Companies that sponsor employees in an MBA programme usually
have an agreement that the employees stay with the company during the period of
a study and for a specified time afterwards. The Financial Times 2001 Survey of
a sample of students who earned part-time MBAs in 1998 found that 43 per cent
were still working for the same company that employed them five years after
they began their studies. According to a Business Week 2001 survey of those who
earned MBAs with company support, more than half were dissatisfied with career
development at their sponsoring companies.
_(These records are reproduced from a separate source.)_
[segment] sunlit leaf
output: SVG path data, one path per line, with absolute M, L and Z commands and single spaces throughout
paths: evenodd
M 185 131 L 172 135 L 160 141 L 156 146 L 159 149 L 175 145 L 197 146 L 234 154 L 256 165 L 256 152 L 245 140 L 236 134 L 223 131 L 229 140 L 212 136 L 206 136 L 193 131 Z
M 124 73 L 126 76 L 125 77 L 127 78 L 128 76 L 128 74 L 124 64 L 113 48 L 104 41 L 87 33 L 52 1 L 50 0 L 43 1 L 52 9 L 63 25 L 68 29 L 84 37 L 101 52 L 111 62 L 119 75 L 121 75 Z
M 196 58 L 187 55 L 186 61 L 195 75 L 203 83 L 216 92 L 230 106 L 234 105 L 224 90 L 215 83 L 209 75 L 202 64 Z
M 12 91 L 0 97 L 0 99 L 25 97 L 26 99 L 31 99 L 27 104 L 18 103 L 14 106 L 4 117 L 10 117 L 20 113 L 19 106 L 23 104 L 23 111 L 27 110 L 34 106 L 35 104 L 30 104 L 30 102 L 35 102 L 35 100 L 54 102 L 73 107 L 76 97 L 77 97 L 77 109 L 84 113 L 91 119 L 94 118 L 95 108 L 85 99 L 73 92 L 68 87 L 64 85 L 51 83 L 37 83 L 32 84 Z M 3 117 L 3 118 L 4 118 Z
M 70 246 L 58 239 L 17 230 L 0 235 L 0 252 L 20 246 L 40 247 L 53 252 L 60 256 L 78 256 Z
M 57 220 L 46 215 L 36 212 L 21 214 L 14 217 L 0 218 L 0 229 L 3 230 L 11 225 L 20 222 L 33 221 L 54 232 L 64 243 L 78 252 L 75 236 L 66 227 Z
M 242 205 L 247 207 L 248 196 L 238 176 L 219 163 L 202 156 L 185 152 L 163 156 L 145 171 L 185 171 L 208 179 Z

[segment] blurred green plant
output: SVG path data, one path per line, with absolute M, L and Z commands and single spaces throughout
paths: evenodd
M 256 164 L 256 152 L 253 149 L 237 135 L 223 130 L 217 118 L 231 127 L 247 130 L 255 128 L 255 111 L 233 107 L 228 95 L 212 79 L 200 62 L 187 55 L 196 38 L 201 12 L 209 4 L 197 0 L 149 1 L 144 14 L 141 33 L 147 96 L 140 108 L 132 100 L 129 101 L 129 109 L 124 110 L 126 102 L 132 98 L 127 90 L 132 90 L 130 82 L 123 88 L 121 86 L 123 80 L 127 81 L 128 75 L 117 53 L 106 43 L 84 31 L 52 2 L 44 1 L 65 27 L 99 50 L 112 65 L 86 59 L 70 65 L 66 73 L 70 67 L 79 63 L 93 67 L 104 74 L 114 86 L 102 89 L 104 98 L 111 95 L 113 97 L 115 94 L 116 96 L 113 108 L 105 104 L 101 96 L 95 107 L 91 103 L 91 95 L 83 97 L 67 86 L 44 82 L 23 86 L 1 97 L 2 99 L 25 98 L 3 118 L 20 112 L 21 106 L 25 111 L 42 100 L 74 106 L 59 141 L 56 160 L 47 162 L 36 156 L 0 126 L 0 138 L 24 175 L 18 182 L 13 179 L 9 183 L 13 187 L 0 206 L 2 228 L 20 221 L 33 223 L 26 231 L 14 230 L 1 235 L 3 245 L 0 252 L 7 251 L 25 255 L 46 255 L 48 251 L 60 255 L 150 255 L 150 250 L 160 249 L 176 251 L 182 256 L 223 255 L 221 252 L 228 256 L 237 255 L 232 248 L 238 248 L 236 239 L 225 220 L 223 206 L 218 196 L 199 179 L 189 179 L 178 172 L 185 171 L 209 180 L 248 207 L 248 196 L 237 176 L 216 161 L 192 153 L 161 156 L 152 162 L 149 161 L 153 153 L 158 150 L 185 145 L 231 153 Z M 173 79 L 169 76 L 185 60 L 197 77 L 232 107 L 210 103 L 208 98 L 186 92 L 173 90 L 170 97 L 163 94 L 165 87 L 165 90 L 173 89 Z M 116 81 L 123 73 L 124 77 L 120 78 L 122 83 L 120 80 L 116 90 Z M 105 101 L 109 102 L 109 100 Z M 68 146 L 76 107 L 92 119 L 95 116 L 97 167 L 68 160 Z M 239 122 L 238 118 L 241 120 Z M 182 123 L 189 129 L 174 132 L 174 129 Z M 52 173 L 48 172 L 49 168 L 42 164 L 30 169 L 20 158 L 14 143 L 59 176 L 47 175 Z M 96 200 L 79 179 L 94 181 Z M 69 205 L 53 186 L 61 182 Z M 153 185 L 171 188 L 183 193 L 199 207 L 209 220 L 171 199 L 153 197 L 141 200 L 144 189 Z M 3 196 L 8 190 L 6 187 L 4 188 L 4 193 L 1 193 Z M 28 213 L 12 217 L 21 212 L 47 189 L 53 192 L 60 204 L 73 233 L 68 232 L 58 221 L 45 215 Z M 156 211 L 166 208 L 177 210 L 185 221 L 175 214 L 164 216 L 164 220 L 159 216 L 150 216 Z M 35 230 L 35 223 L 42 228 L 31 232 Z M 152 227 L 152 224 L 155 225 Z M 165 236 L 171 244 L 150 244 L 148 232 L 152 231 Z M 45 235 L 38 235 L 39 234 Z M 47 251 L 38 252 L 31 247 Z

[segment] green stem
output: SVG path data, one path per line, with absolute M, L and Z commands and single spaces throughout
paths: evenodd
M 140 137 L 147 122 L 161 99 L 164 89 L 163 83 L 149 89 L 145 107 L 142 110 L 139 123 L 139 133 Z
Janz acknowledged that ‘a few’ of Merck’s MBA employees have
left and that retention can be a problem. "This is a challenge.
High-quality people are harder to retain. They’re attractive to other
companies," he says.

Not all part-time MBA seekers have company backing. Some pick
up the tab themselves. They want to combine work and study and keep their jobs,
often because they cannot afford to quit work and study full time. "It was
not financially feasible for me to stop working and go to school full time. I’d
acquire an enormous debt," says Gaston Aussems, who earned a part-time MBA
from the Rotterdam School of Management.

Jane Fiona Cumming, director of Article 13, a London-based
organisation that helps businesses and other institutions implement new ways of
doing business, finds one of the key advantages of earning an MBA while still
working is that academic projects can often benefit both the company and the
student. "An MBA is no use if you can’t translate it into practice,"
says Cumming, who earned an MBA as a part-time student at the Chartered
Institute of Marketing in Henley, UK. "I was able to ask my clients, ‘Do
you want a free consultancy?’ and base my projects around them."